Las grandes personas, de todo género y condición, son las que dejan una marca indeleble en su paso por el mundo, en una efímera existencia en comparación con el recuerdo extenso e indefinido que sus actos dejan impreso en la sociedad a la que dedicaron su vida.
“Dedicar la vida”, tiene en algunos una doble significación: es, por un lado, practicar con coherencia y entrega sus capacidades, esfuerzos e ilusiones en aquello en que creen, y que beneficia a amplios sectores de la comunidad, especialmente a los desposeídos; y por el otro, es haberse entregado por entero a esa causa, hasta el último momento, hasta el último hálito de vida, en eso que creen, conscientes de la brevedad de su vida.
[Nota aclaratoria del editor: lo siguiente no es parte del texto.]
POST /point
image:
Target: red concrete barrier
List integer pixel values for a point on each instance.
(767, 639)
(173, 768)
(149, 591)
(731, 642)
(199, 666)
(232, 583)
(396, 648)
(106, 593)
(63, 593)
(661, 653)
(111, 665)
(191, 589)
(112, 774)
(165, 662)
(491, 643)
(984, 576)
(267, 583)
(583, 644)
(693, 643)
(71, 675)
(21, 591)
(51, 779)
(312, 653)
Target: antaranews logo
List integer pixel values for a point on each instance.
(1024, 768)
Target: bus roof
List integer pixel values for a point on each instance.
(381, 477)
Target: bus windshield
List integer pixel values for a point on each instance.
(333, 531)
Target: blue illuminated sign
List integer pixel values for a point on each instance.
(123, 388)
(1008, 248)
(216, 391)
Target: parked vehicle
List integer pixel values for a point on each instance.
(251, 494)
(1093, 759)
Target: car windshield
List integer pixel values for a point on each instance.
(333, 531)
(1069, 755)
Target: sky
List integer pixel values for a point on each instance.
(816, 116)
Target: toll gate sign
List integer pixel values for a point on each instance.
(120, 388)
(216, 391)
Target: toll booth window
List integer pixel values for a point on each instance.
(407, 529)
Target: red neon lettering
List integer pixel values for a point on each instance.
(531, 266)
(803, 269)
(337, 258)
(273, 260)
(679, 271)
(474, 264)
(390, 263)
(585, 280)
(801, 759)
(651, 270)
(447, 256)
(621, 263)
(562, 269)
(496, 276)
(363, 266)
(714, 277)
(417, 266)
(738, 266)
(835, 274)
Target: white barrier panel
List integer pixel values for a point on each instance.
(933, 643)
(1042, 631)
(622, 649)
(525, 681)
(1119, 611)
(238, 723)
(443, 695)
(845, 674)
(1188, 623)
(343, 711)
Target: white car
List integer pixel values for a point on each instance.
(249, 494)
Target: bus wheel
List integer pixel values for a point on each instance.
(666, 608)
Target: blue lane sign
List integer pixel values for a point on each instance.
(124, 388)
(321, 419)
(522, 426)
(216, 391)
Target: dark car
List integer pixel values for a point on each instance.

Me estremezco al recordar que, cuando estuvimos con Mario el 30 de diciembre de 2019, él estaba y sabía que estaba enfermo, analizando retrospectivamente ese derroche de energía e interés que exhibía en la conversación, con sus preocupaciones, su interés ante lo que se le ponía por delante, y, sobre todo, los proyectos, que equivale a futuro, lo por hacerse.
En nuestro encuentro, le comenté que había observado que los Objetivos de Desarrollo Sostenible, si no los diecisiete, la mayoría de ellos, estaban ya presentes en la Encíclica Laudato Si’ del Papa Francisco. Y le mostré un mapeo que había hecho, entrecruzando los temas ambientales de la Casa Común con los ODS; Mario tomó la hoja, la miró detenidamente y me preguntó: “¿Esto está escrito?”, y le dije que no, pero que podría desarrollarlo.
Desde entonces me propuse que, en algún momento, debía encarar ese entrecruzamiento, tal vez con la idea de demostrar la potencia de la instalación de los problemas sociales, ambientales y económicos que aquejan a las mayorías del mundo. Y que cuando tuviera el primer borrador aceptable, se lo acercaría a Mario para que me diera su opinión.
No podrá ser, pero me impongo la obligación espiritual de rendir un modesto homenaje a su figura, en lo que podrá ser una exposición simple, sin aspiraciones desmedidas, pero que tendrá, como dedicatoria, a Mario Cafiero, In Memoriam.